Furthermore, lipid droplets were observed to increase in TEM analysis after PMMA exposure, although the increase in neutral lipid content was not significant, which may be due to polar lipid accumulation, such as phospholipids, glycolipids, and sphingolipids. Lipid droplets play an essential role in the connection between organelles and contribute to the regulation of the oxidative status of cells (Olzmann and Carvalho 2019). Finally, according to the TEM analysis, most of the PMMA microplastics presented, between the size of 3–10 µm, adhered to the cell membrane, potentially causing mechanical damage, leading to oxidative stress and inflammation.

Conclusion

As the liver is the organ with the accumulation of microplastics and nanoplastics, it is important to elucidate the underlying mechanism of hepatotoxicity caused by the widely used microplastic PMMA. This study reveals that PMMA induces inflammatory responses by upregulating inflammatory markers and causing oxidative stress which was shown with an increase in ROS, MDA level, and protein oxidation and a decrease in antioxidant capacity (GSH depletion, SOD2 activity depletion), probably associated with mechanical damage of the particles, leading to hepatotoxicity. Disruptions in lipid metabolism may play a role in PMMA-induced hepatotoxicity. We conclude that inflammation and oxidative stress should be focused on as important underlying causes of PMMA microplastic-induced hepatotoxicity. Additionally, further comprehensive in vivo studies are needed to be done for real-life exposure situations.
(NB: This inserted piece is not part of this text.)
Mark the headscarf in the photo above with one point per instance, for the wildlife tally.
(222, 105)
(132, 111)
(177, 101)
The strength of our study is that the co-culture model we used in our study can show liver damage and provide similar results to in vivo studies in terms of oxidative damage, lipid metabolism, and inflammation simulation. Additionally, this study showed that PPMA exposure plays a role in liver damage through oxidative stress-mediated lipid metabolism disruption and inflammation development.